An in parts Ernest Hemingway-inspired enclave sits on the tropical Boso Peninsula – and it’s less than a couple of hours from Tokyo…


It is a love affair with the area that started back in April 1977 when, living in Tokyo as a teacher at an international school, David Green, his wife, Yoshiko, and two friends, asked themselves a simple question one weekend: ‘Why don’t we go on a bike trip?’

They rode down as far as Kawasaki and hopped on the now non-existent ferry that would take them over to Kisarazu and eventually down towards Tateyama and the southern tip of the Boso Peninsula near Chikura. They found a place that they would return to year after year.

Today it is the Tokyo Bay Aqua-Line or a ferry from Kurihama, near Chigasaki, that is many people’s route direct from Tokyo but you can also go down by bus very easily (and also directly) from Tokyo station in under two hours. When people do make the trip – for the weekend or even just a day – they are, we hear, often surprised with what they find and just how near it is to home.

Green went yearly with friends before returning with his 9th grade students for cycle trips in the natural surroundings many of them couldn’t believe were just over an hour or so from the city.

“We’d camp on the beach at first, he says, “but we gradually got more organized – at some point in the 80s we started wearing helmets!” He eventually set up home, and business, in the area and is now based permanently in Chikura – “one day you wake up and realize you are where you belong,” he says – where he runs Discover Japan from a lodge surrounded by thick bamboo forest that the sound of the nearby sea washes over.

Summer party at the lodge

Summer party at the lodge, surrounded by bamboo forest


The center hosts schools, groups and families with children of any age and occasionally couples or groups of friends and has a simple philosophy: “We want to get people out of Tokyo, especially to a part of Japan that is special to us and that they might not see living in such a big city. There is potential to either be quite active or relax while enjoying the beautiful local nature and it’s all so close.”

His cycle trips, beach days, barbecues and spring music festivals are not the only thing bringing guests back to the town year after year.

Chikura has in recent years become known as something of a colony for artists. The Chikura Kaigan Museum of Art has got quite a bit of media attention due to its founder, well-known photographer Shimpei Asai, and many more who had once been visitors have ended up staying.

We took a stroll around the town and found many local cafes, pensions and restaurants with a stylish aesthetic and a welcoming ethos. Locals seemed to go out of their way to help us – foreigners come to the area often and many of the business owners we met had been travellers themselves.

We met Toshiro Komiyama, who worked with Asai, and he told us it was his love of Ernest Hemingway and his lifestyle – and a visit to his former Key West home – that led him to open Sand Café back in 1994 after initially coming to the area to work at the museum.

We sat in its rustic wooden building and drank excellent coffee from what he called “rugged” cups – Komiyama imagined when surfing he could have a place to relax afterwards and live a simple lifestyle only a town like this could offer. Everyone is welcome: we saw a couple discussing something on their laptop and the lunch-time rush brought tourists on their way to the nearby Flower Line – already coming into bloom this early in spring.

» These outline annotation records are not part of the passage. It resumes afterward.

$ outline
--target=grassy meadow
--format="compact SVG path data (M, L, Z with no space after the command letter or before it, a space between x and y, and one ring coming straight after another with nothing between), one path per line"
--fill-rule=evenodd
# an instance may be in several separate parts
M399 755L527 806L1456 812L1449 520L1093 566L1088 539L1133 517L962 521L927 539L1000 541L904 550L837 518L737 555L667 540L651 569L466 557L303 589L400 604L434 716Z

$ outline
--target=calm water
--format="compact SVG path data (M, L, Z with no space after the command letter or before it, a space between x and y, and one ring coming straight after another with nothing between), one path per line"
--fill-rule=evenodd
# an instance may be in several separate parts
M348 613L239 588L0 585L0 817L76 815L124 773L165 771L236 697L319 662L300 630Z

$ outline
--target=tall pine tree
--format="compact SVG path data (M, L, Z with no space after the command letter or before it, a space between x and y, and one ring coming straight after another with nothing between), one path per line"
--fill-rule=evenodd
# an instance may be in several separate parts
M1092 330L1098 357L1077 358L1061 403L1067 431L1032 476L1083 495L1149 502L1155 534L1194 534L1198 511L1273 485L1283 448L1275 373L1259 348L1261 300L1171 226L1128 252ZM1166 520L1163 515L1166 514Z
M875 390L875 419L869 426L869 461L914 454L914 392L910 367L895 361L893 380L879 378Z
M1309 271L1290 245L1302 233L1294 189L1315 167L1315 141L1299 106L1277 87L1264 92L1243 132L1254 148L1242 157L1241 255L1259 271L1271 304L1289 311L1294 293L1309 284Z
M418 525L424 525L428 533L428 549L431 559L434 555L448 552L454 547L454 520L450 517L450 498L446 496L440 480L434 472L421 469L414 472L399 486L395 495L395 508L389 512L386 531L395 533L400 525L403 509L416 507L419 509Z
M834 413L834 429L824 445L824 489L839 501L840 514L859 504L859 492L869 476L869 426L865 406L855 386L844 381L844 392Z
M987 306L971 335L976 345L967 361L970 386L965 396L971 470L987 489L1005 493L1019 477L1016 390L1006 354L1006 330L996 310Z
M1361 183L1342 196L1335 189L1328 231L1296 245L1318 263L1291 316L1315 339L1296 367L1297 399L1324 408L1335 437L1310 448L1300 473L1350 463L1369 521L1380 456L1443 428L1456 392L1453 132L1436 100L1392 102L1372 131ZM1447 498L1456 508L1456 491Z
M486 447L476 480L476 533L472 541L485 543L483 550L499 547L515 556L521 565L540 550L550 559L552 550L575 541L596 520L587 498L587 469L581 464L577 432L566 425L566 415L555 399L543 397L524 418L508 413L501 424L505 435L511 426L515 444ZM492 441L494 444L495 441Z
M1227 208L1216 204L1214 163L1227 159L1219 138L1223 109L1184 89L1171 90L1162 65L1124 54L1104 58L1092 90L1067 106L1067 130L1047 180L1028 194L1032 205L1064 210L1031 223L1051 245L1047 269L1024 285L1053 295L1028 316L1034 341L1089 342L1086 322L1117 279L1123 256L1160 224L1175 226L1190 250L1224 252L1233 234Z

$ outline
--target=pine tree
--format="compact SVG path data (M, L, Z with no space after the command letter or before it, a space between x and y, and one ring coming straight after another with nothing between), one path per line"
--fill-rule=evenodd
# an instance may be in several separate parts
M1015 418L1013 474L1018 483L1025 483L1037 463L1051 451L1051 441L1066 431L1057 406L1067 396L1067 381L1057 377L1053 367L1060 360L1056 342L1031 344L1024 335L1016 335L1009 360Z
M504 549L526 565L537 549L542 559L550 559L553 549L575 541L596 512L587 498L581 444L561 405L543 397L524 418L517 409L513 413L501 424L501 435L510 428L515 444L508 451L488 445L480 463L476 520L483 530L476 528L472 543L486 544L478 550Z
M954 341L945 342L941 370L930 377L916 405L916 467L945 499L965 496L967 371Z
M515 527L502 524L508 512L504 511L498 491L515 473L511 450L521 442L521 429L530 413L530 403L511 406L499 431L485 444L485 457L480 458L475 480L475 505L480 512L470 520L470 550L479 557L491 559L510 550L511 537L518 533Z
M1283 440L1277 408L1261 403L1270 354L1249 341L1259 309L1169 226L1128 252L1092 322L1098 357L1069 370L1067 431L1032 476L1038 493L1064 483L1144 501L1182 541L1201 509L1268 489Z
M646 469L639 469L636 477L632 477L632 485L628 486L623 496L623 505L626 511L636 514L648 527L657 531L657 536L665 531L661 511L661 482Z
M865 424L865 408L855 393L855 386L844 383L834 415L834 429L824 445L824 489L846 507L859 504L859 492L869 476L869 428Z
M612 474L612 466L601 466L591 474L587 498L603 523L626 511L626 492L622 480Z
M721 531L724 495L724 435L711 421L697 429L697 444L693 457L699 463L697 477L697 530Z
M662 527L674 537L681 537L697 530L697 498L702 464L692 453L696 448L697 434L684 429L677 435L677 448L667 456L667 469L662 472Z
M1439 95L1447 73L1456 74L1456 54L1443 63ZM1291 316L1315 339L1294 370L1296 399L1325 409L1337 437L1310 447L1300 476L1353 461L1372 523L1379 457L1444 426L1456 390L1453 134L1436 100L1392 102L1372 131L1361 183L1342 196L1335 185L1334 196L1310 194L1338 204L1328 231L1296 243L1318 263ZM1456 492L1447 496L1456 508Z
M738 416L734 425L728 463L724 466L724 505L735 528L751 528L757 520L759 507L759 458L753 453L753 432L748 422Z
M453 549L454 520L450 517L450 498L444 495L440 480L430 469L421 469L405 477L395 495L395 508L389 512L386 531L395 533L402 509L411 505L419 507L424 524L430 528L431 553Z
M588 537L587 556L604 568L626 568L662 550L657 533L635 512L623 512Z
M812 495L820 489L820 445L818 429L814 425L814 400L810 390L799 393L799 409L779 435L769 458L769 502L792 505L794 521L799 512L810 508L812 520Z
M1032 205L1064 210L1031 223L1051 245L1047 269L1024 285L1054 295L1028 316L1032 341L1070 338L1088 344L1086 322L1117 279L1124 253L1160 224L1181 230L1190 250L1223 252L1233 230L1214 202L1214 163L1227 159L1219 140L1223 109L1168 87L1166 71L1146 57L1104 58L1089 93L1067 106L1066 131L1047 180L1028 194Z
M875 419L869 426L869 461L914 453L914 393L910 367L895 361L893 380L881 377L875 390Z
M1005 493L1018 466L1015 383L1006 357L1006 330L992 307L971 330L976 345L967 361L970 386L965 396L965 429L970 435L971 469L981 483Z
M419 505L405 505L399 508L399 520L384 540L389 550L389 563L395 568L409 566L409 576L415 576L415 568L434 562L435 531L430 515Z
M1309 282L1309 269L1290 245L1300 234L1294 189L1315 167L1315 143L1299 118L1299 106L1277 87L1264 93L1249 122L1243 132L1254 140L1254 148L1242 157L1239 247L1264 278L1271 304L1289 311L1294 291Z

We met Kanamoto-san down the road at Indy’s, a classic American diner-style pizza café that could double as home to any bikers in the area – a mock motorbike garage fills the corner of the room but it was the pizzas he shoveled out of his terracotta style oven that made us promise to be back.

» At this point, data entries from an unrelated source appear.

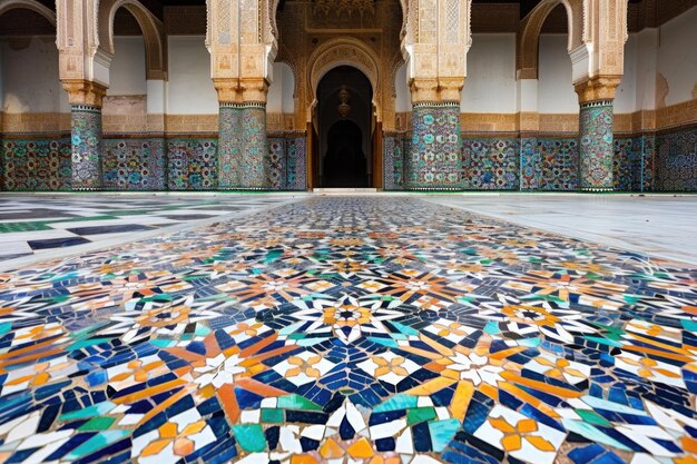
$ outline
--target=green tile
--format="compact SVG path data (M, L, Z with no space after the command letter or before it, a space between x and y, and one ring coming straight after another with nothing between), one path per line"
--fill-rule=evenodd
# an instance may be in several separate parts
M283 409L262 408L262 422L281 424L284 422Z
M2 223L0 224L0 234L35 231L35 230L51 230L51 227L47 226L46 220L30 221L30 223Z
M82 443L77 448L72 450L66 458L69 461L76 461L80 457L87 456L102 447L118 442L121 438L127 437L130 431L106 431L99 432L97 435Z
M266 437L259 424L233 425L235 440L247 453L266 451Z
M430 422L429 432L431 432L433 451L442 453L460 428L462 428L462 424L457 418Z
M70 413L62 414L58 417L59 421L75 421L77 418L90 418L100 416L102 414L107 414L109 411L114 409L116 404L111 402L97 403L91 406L87 406L84 409L71 411Z
M415 424L418 422L431 421L436 417L435 408L433 407L415 407L413 409L409 409L406 414L406 423Z
M322 406L300 395L278 397L278 407L283 409L322 411Z
M605 417L602 417L600 414L596 413L595 411L587 411L587 409L575 409L575 411L576 411L576 414L578 414L583 421L588 422L589 424L601 425L603 427L612 426L612 423L607 421Z
M415 396L404 395L402 393L394 395L375 409L375 413L389 413L391 411L403 411L416 407L419 399Z
M92 417L85 424L80 425L78 431L81 432L96 432L96 431L106 431L116 422L116 417Z

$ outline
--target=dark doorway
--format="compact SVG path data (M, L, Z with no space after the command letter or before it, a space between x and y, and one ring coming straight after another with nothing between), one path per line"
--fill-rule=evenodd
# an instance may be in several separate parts
M353 121L334 122L327 134L324 181L327 187L367 187L367 158L361 128Z
M373 89L350 66L328 71L317 86L320 187L372 187Z

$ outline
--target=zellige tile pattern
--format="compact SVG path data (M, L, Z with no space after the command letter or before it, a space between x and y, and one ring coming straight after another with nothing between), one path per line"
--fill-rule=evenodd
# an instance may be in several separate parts
M697 269L312 198L0 275L0 462L675 463Z

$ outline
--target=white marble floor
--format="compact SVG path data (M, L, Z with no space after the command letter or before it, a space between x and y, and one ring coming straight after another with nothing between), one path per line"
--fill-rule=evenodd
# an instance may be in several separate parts
M697 196L432 195L429 201L697 265Z

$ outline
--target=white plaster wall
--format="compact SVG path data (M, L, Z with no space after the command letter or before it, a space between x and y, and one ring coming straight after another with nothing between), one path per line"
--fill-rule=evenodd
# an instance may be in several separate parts
M656 66L658 62L658 29L637 33L637 110L656 109Z
M569 115L579 111L568 40L566 33L540 36L538 108L542 113Z
M274 80L268 86L266 110L268 112L293 113L295 111L295 77L284 62L274 63Z
M168 38L170 115L217 115L218 97L210 79L210 53L204 36Z
M394 73L394 90L396 100L394 110L396 112L409 112L412 110L412 99L406 82L406 63L400 66Z
M115 37L107 95L146 95L143 36Z
M697 86L697 7L659 28L658 72L668 81L666 105L693 99Z
M467 59L468 77L460 110L516 112L516 34L472 34Z
M2 110L6 112L70 112L58 79L56 37L0 40Z
M615 95L615 112L635 112L637 108L637 51L639 39L632 34L625 43L625 75Z

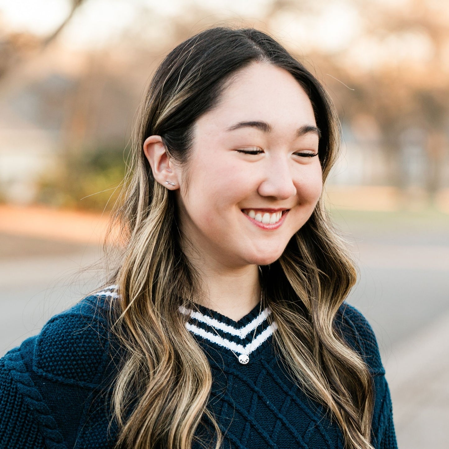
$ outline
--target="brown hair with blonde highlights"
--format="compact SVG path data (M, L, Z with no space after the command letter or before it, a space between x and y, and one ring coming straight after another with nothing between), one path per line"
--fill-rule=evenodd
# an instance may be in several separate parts
M178 311L194 307L201 279L181 250L174 194L155 180L142 146L149 136L160 136L169 156L188 164L195 121L216 104L233 74L255 62L287 70L308 96L321 133L323 182L335 160L340 128L327 94L265 33L211 28L163 60L141 105L126 189L115 215L125 244L112 279L119 293L113 303L118 316L113 330L127 355L114 386L117 448L188 449L205 417L215 432L212 445L217 448L222 441L207 407L208 362ZM293 378L328 408L348 449L372 449L371 379L334 326L356 271L322 195L281 257L261 268L263 300L277 325L273 343Z

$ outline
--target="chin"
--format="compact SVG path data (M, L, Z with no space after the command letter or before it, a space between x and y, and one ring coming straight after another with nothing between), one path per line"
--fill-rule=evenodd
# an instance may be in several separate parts
M255 255L251 258L250 263L254 265L269 265L275 262L282 255L283 251L276 251L264 255Z

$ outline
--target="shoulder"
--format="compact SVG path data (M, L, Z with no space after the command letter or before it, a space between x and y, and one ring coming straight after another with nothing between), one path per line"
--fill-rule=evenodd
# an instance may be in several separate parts
M112 354L108 299L114 295L111 289L84 298L25 340L18 350L27 371L66 384L101 385Z
M363 314L343 302L335 315L335 323L346 343L361 356L371 374L384 374L376 336Z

Green always urges people they should stay over in Chikura. It’s so close, but if you come down Friday night, “the feeling of waking up here, surrounded by nature with a whole weekend before you is just unrivalled.”

Mr Nakagawa is another who first came to the town due to Asai’s museum and it’s no coincidence that his Porto Maison Rooms, a sophisticated and modern small hotel near the Flower Line, also has an open, Key West feel. Its relaxed café allows pets, as do the rooms upstairs – great news for many who don’t want to leave anyone behind in Tokyo.

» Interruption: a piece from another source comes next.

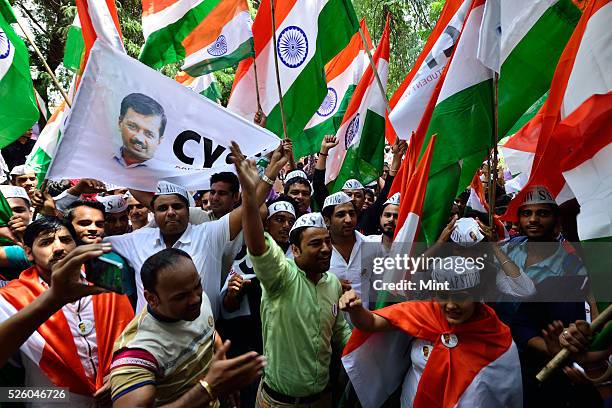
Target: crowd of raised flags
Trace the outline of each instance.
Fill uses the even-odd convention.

Hawaii-inspired Long Fields is another option, only a couple of minutes’ walk form the beach at Chikura. It is airy and light and, as in many of the places we visit, we got the feeling that a design-minded owner had brought quite a natural and personal touch to the place.

Overall we agree with David that a weekend – or even longer – would be a great amount of time to spend in the area. For years people have been finding a place they might not have known existed so close to Tokyo and that such rural hospitality is so welcoming to foreigners means that we might have a new favorite getaway.